Fintech innovators have the multi-trillion-dollar global retirement income market in their sights. An exciting example is the advent of blockchain-secured tontines as an alternative to traditional pensions and annuities.
What in the World is a Tontine?
A tontine is an investment pool managed in an actuarially fair way, according to a plan for distributing fully-funded payouts to investors. There are two key differences between a tontine and an ordinary investment. First, tontines investments are generally irrevocable. Second, account balances are not transferred to a member’s beneficiaries upon death. Instead, remaining assets are equitably apportioned among the pool’s surviving participants. Accordingly, monies forfeited by those who die increase the returns to those who survive.
These extra returns are referred to as “mortality credits.” In this way, tontines allow members to collect lifetime income by collectively self-pooling longevity risk among themselves. This obviates the need for (and cost of) an insurer as guarantor. Tontines are not insurance, though they can deliver lifetime income similar to payout annuities and pensions. Tontines simply cut out the middleman.
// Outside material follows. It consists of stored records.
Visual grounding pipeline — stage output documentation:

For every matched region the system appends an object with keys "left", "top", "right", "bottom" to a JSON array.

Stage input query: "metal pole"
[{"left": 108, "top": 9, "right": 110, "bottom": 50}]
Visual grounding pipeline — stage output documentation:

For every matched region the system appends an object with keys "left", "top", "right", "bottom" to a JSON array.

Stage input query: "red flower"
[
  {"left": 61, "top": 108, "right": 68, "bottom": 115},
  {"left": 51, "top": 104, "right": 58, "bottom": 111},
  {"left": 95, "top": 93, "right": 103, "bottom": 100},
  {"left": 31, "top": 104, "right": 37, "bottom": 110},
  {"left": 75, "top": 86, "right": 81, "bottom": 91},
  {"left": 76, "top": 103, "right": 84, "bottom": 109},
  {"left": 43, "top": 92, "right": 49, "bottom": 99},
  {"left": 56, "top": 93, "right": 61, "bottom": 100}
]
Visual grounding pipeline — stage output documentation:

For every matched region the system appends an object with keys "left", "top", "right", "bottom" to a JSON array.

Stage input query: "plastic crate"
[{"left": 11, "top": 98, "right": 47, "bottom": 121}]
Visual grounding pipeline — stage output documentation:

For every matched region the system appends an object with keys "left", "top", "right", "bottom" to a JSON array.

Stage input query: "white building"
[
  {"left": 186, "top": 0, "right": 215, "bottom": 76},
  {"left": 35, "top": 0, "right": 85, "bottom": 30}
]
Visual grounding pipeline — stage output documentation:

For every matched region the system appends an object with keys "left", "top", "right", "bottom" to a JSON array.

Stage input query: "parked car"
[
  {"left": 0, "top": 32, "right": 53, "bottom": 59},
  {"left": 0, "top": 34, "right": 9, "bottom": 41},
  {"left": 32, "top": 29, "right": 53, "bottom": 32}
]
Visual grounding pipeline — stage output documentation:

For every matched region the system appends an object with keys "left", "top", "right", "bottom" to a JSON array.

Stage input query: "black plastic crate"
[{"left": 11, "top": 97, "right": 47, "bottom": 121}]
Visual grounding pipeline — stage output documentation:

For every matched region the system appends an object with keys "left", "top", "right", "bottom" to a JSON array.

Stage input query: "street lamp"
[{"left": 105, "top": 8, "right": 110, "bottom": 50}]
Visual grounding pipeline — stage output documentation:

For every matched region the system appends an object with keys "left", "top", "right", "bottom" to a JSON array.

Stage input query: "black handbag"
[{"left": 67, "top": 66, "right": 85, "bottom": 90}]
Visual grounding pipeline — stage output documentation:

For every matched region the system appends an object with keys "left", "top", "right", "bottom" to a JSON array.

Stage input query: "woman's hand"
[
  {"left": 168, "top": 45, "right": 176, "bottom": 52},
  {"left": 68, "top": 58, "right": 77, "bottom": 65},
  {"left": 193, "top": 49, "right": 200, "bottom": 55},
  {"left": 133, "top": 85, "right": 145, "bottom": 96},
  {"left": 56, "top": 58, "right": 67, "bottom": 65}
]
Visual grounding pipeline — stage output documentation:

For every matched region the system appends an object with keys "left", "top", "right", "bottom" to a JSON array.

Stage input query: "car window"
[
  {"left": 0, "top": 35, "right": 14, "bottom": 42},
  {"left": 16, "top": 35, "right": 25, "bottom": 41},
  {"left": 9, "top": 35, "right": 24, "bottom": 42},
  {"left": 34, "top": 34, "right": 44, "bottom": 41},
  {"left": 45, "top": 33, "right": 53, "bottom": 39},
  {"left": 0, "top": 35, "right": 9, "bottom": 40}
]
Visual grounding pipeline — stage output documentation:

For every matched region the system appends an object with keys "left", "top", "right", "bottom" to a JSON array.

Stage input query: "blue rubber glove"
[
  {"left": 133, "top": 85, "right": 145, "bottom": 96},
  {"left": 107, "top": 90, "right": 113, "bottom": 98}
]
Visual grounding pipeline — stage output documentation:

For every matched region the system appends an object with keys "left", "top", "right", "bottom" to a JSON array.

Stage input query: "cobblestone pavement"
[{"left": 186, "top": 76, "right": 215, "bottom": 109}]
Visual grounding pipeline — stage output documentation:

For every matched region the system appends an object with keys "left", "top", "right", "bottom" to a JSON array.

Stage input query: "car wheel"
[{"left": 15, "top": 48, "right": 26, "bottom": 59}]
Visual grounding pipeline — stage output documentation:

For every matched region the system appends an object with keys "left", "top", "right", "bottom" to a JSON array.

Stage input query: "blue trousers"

A key feature of a tontine is that it can never be underfunded, since – unlike many defined benefit pension plans – no explicit financial promises or guarantees are made without assets to back them. Critically, tontines make no explicit payout promises: instead, the benefits they pay adjust up or down in a continually self-correcting manner, ensuring that the present value of a tontine’s payouts never exceeds the present value of its assets. Tontines can never become underfunded!
Where do Tontines Come From?
Tontines originated in Europe in 1653 as government-sponsored programs. Later, insurers began to offer them as “tontine insurance” policies. Unfortunately, many of these were non-transparent and some issuers took advantage of this by misappropriating assets. Insurance regulators stepped in to stop the misuse, and tontine insurance faded away in the United States.